I need a good idea for a garnish. I've done bubble sugar and caramel cages. Any ideas? Please no more 80's ideas.


----------



## aguynamedrobert (Oct 26, 2006)

I have done a garnish for lava cake by....
making a chocolate cup and then filling that with Creme anglaise! it was dinomite...I also had raspberry sauce on the plate as well! try it out

Robert
www.chocolateguild.com


----------



## inkedchef (Dec 4, 2006)

Im talking about something elegant but simple plus I hate creme anglaise first time I made it I over cooked it and it broke. Hated it ever since. Even though it was my fault.


----------



## panini (Jul 28, 2001)

I only know o0ld fashioned because I'm old, but you can get some nice lava effects by abstractly slicing colored rock sugar and then redipping it back in sugar.
pan
electric knife gives more immagination


----------



## trulys (Sep 27, 2006)

I saw at a very good trendy resturant last year where they made the cake in a deep ceramic oval dish kind've like a lasagna dish only slightly deeper no handles and straight sides. You guys probably know what i'm talking about and it's probably common but there you go it's new to me. Anyway, they had it in this dish with a thin round chocolate wafer on the edge balancing part on dish and part on cake. Then they had a scoop of home made icecream on it to buffer the heat , this was all on a plate cause of course the ramkin dish is hot ,but on the plate were 2 or 3 truffles. I thought it looked great but maybe it was 80ish i've got know idea what 80ish looks like. Maybe this could spark an idea anyway.
trulys


----------



## momoreg (Mar 4, 2000)

An 80's dessert with a non-80's garnish. Hmmm.. let's see...
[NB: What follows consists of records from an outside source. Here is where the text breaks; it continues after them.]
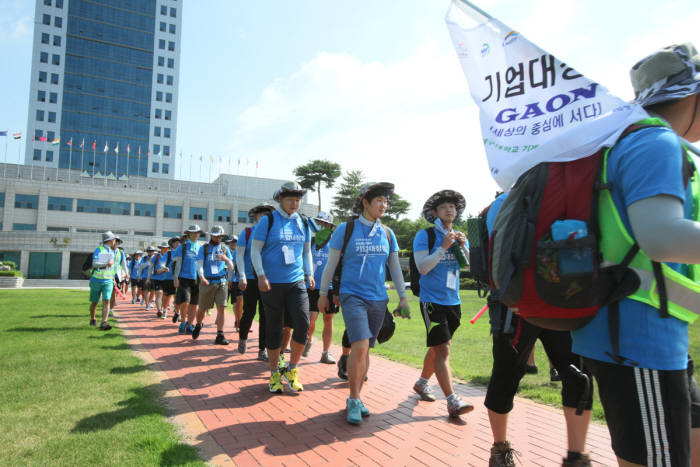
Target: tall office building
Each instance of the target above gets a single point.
(103, 92)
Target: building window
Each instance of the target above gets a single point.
(26, 201)
(222, 215)
(60, 204)
(23, 226)
(144, 210)
(172, 212)
(198, 214)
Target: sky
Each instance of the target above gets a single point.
(374, 85)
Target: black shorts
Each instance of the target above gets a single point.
(313, 301)
(187, 292)
(441, 322)
(648, 412)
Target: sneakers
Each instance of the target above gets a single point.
(424, 391)
(292, 379)
(502, 455)
(307, 348)
(343, 367)
(354, 411)
(456, 406)
(326, 357)
(196, 330)
(220, 339)
(276, 383)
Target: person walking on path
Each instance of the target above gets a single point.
(319, 254)
(248, 283)
(363, 296)
(185, 278)
(102, 278)
(213, 259)
(281, 257)
(437, 262)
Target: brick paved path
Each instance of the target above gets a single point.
(221, 399)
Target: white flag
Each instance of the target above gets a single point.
(533, 108)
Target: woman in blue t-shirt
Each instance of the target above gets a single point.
(363, 297)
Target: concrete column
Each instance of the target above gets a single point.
(65, 264)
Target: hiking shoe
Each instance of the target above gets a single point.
(220, 339)
(343, 367)
(292, 379)
(456, 407)
(276, 383)
(424, 391)
(326, 357)
(502, 455)
(584, 460)
(354, 411)
(554, 375)
(307, 348)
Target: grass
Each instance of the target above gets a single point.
(73, 395)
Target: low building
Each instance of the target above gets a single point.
(50, 219)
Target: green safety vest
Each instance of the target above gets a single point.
(107, 272)
(682, 292)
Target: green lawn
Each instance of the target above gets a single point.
(72, 395)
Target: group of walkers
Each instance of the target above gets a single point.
(289, 269)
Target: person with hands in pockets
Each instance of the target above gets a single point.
(281, 256)
(213, 259)
(370, 246)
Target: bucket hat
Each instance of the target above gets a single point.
(440, 197)
(668, 74)
(371, 190)
(289, 189)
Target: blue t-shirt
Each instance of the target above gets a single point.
(364, 262)
(644, 164)
(214, 269)
(434, 285)
(249, 271)
(282, 255)
(188, 269)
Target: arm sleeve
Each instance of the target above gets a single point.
(327, 277)
(240, 261)
(397, 274)
(256, 256)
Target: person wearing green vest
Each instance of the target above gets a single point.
(637, 348)
(102, 277)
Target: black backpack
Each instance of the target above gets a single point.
(413, 269)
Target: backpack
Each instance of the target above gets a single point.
(544, 258)
(413, 268)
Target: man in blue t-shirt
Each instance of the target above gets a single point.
(644, 386)
(439, 293)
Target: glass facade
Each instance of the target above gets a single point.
(107, 87)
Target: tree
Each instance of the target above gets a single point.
(314, 173)
(347, 193)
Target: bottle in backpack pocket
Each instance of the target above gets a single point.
(572, 259)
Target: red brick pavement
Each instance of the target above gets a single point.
(238, 420)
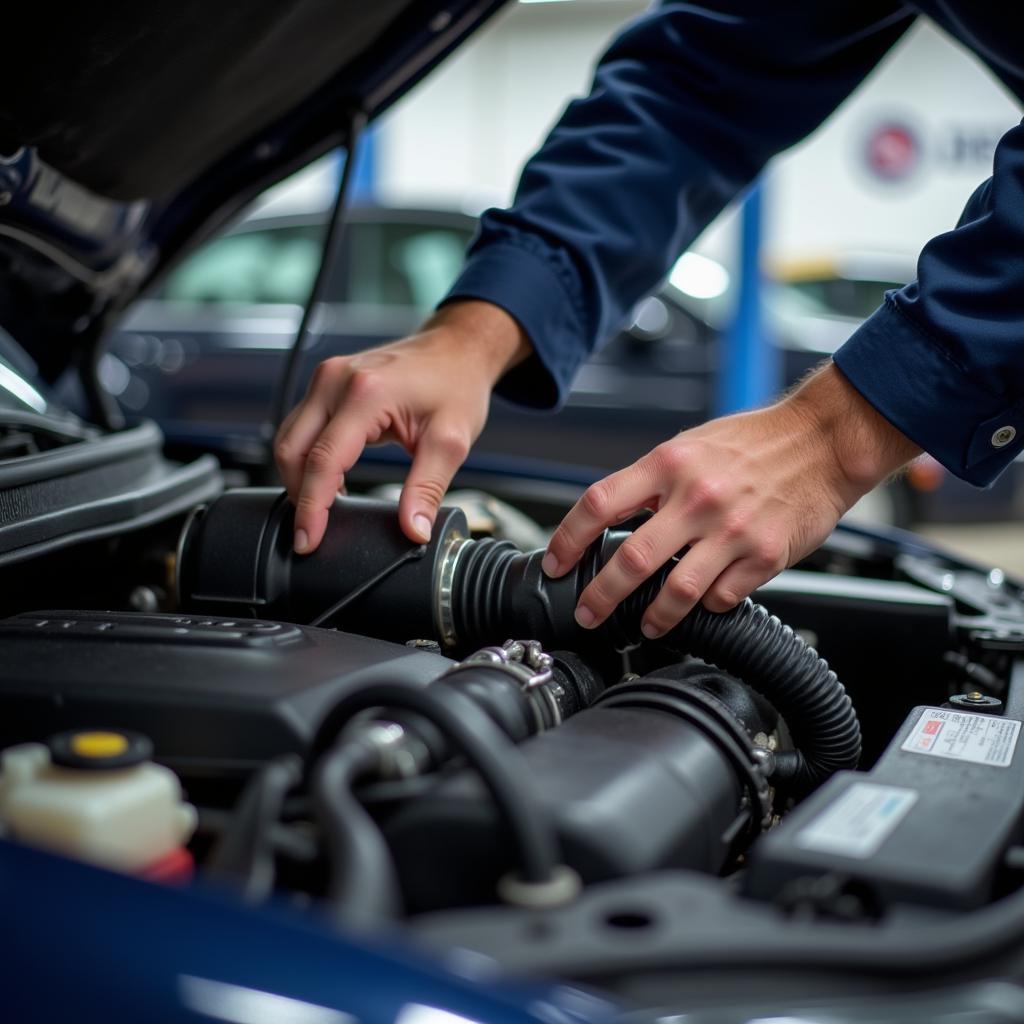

Orange zest gelato rolled in a potpourri of freeze-dried fruits 
Homemade wafer cookies, filled with coffee buttercream
Cocoa nibs and chai flavored whipped cream
Ground hazelnut noisette 
An English toffee meringue base, and a burnt caramel foam.


----------



## rocketchef (Dec 16, 2006)

Hi there, would you have a recipe for the burnt caramel foam you mentioned?
Thanks in advance.


----------



## momoreg (Mar 4, 2000)

Nothing in writing. I've never made that specific thing before; I was just brainstorming some ideas for you to play with.


----------



## rat (Mar 2, 2006)

What are 80's garnishes?


----------



## felixe the dog (Jul 16, 2006)

Wham t-shirts (choose life), mullets, acid wash jeans, single breast jackets over hot pink t-shirts, those boatie shoes?.....................................


----------



## chefpeon (Jun 14, 2006)

Don't forget ankle boots, leggings, and big hair!!!!:lol:


----------



## felixe the dog (Jul 16, 2006)

Sing along with me now!......
"ooooooooooooooooh we're half way thereeee ereee, wooaahhhh oooaahh, livin' on a prayer!!!"

Now that was big hair!!


----------